In [1]:
from openai import OpenAI
import shelve
from dotenv import load_dotenv
import os
import time
import pandas as pd
import json

Pyarrow will become a required dependency of pandas in the next major release of pandas (pandas 3.0),
(to allow more performant data types, such as the Arrow string type, and better interoperability with other libraries)
but was not found to be installed on your system.
If this would cause problems for you,
please provide us feedback at https://github.com/pandas-dev/pandas/issues/54466
        
  import pandas as pd


In [2]:
load_dotenv()
OPEN_AI_API_KEY = os.getenv("OPEN_AI_API_KEY")
client = OpenAI(api_key=OPEN_AI_API_KEY)

In [3]:
# this code might need optimization - very simple solution but works for now

# initialize thread dict
thread_dict = {
    "prompt": [],
    "answer": [],
    "user_id": [],
    "thread_id": [],
    "msg_id": [],
    "assistant_id": []  
}

# check if already threads exist
if os.path.exists("GPT_Threads\\threads.json"):
    # load exisiting thread
    with open('GPT_Threads\\threads.json') as json_file:
        data = json.load(json_file)  # this is a list of dictionaries
        for elem in data: 
            thread_dict["thread_id"].append(elem["thread_id"])
            thread_dict["msg_id"].append(elem["msg_id"])
            thread_dict["assistant_id"].append(elem["assistant_id"])
            thread_dict["prompt"].append(elem["prompt"])
            thread_dict["answer"].append(elem["answer"])
            thread_dict["user_id"].append(elem["user_id"])


In [12]:
def upload_file(path):
    file_ids = []
    # Upload a file with an "assistants" purpose
    #file = client.files.create(file=open(path, "rb"), purpose="assistants")
    for file_name in path:
        with open(file_name, "rb") as file_data:
            file_response = client.files.create(file=file_data, purpose='assistants')
            file_ids.append(file_response.id) 
    return file_ids

def create_assistant(file_ids):
    assistant = client.beta.assistants.create(
        name="Dashboard Onboarding ChatBot",
        instructions="I want you to be an assistant during a dashboard onboarding process.
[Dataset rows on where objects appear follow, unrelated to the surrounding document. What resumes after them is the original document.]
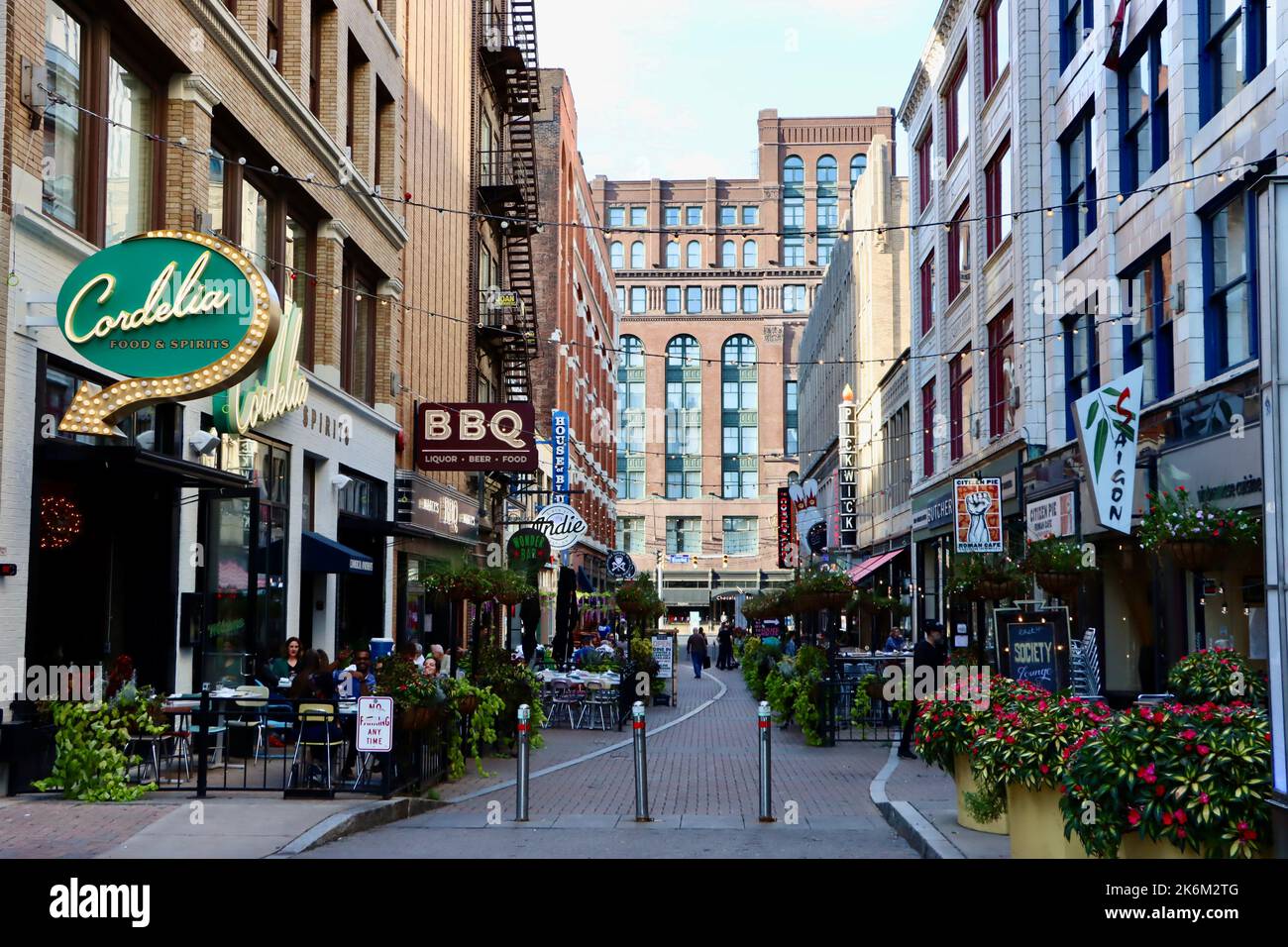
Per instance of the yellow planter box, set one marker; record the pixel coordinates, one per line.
(965, 781)
(1037, 826)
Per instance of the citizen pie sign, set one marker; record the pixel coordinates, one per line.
(476, 437)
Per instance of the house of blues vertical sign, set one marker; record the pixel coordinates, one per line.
(559, 444)
(1109, 427)
(848, 472)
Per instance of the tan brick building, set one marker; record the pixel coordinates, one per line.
(715, 279)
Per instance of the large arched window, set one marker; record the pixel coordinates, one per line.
(858, 165)
(824, 172)
(739, 350)
(683, 352)
(794, 174)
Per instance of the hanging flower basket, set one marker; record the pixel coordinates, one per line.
(1194, 556)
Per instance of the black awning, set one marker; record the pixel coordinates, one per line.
(321, 554)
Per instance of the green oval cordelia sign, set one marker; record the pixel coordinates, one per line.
(180, 313)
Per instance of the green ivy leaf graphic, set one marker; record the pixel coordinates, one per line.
(1102, 440)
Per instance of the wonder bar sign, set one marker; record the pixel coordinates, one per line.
(1109, 428)
(180, 315)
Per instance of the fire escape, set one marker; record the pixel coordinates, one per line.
(507, 180)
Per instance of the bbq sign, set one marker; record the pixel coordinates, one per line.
(476, 437)
(180, 315)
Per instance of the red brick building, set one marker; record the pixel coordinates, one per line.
(715, 279)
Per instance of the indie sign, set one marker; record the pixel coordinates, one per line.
(476, 437)
(179, 313)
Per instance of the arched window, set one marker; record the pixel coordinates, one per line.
(794, 172)
(631, 352)
(858, 165)
(739, 350)
(683, 352)
(824, 172)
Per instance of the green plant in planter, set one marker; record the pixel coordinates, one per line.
(1220, 676)
(91, 740)
(1197, 777)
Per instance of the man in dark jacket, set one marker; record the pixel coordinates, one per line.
(931, 654)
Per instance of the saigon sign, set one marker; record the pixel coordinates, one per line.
(180, 315)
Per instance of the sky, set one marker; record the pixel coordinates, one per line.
(671, 88)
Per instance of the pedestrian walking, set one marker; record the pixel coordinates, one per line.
(697, 650)
(927, 654)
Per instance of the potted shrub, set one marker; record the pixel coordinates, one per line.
(1056, 565)
(986, 577)
(1021, 749)
(1172, 781)
(1216, 676)
(1197, 535)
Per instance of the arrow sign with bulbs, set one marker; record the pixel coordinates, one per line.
(180, 315)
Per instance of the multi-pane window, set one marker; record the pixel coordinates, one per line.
(925, 165)
(1142, 106)
(957, 112)
(794, 252)
(694, 299)
(630, 534)
(683, 535)
(794, 298)
(673, 300)
(1001, 372)
(728, 299)
(1236, 40)
(1081, 359)
(958, 253)
(927, 428)
(1078, 175)
(961, 389)
(997, 191)
(741, 536)
(927, 292)
(997, 42)
(1229, 250)
(1076, 24)
(1146, 329)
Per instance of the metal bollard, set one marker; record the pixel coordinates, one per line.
(640, 763)
(763, 724)
(520, 792)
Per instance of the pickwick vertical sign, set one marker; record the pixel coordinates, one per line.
(180, 315)
(1108, 424)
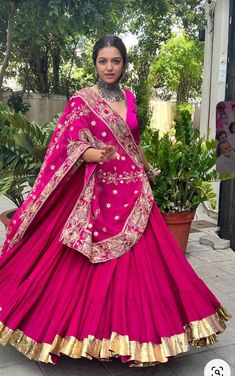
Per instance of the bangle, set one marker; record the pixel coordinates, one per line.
(149, 173)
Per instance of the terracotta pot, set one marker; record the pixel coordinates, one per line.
(6, 216)
(179, 225)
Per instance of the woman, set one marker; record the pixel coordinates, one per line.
(88, 268)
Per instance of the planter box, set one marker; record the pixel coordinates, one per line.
(179, 225)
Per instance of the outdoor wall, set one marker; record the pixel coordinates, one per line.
(215, 63)
(43, 107)
(163, 115)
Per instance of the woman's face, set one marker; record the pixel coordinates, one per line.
(233, 129)
(223, 137)
(109, 64)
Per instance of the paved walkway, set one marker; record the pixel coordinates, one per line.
(215, 267)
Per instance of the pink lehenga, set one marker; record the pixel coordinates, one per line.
(88, 267)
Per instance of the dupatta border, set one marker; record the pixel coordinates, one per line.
(137, 220)
(74, 150)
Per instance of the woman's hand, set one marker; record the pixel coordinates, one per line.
(108, 153)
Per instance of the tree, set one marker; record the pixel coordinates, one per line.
(178, 68)
(188, 15)
(46, 34)
(12, 7)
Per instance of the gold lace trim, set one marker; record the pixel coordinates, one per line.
(197, 333)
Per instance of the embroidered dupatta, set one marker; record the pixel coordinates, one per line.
(115, 199)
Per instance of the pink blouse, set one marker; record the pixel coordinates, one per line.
(131, 116)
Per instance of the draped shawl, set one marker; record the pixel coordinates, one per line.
(114, 199)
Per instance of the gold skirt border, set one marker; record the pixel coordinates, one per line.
(197, 333)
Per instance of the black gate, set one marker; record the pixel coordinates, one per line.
(226, 219)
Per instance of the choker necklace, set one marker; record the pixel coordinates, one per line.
(110, 92)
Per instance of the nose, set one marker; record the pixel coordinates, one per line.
(109, 66)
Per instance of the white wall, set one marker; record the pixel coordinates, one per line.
(43, 106)
(216, 50)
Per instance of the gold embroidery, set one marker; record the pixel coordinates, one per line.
(113, 121)
(33, 207)
(198, 333)
(74, 150)
(114, 178)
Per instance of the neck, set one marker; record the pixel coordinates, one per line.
(107, 86)
(110, 92)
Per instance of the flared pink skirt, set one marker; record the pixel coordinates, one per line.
(145, 306)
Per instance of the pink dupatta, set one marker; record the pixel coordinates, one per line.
(114, 199)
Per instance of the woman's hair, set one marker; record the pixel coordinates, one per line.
(219, 133)
(109, 41)
(231, 126)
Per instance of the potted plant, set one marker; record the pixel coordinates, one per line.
(22, 148)
(187, 168)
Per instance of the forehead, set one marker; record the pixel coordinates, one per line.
(109, 52)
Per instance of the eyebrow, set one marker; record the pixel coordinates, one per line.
(117, 57)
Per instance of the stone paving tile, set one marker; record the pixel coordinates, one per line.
(226, 265)
(195, 236)
(227, 353)
(213, 256)
(193, 365)
(227, 252)
(210, 271)
(194, 247)
(194, 261)
(225, 338)
(225, 283)
(24, 369)
(116, 368)
(67, 366)
(10, 356)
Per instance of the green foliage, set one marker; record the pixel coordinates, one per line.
(22, 149)
(187, 165)
(17, 103)
(46, 36)
(178, 68)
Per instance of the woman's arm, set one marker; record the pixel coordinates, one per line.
(144, 159)
(93, 155)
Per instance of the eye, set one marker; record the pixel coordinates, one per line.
(117, 61)
(102, 61)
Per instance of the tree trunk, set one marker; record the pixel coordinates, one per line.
(39, 66)
(56, 66)
(8, 44)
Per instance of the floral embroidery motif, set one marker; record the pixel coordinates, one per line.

You should guide users of different expertise level step by step through a comprehensive journey of getting to know a PowerBI dashboard. The elements and layout of the dashboard are explained in the provided JSON file. I also provided you with previous user interactions in the form of csv files, which you should use to guide users to insightful states of the dashboard. Start the onboarding by asking the experience level of the new user and then give exercises based on this information. Beginner users should at least solve 5 exercises, showing them how to leverage PowerBI for data analysis, but also introduce them to the given dashboard. Only prompt one step at a time to the user, do not overwhelm him with too much information at once. Only give exercise you have knowledge about, hence you should be able to identify if the users answer is incorrect. Make sure to leverage the uploaded files",
        tools=[{"type": "retrieval"}, {"type": "code_interpreter"}],
        model="gpt-4-0125-preview",
        file_ids=file_ids,
    )
    return assistant

In [13]:
# Create an assistant with external knowledge
# only run once - check on website if assitant was created

# Upload file
files = upload_file(["Dashboard Files\encoding_initial_simplyfied.json", "Dashboard Files\merged_file.csv"])
# Create assistant
assistant = create_assistant(files)

In [14]:
assistant.id

'asst_KfZYtD7IwosiNbA8DBwTJ8Pp'

In [5]:
# Thread management
def check_if_thread_exists(user_id):
    with shelve.open("threads_db") as threads_shelf:
        return threads_shelf.get(user_id, None)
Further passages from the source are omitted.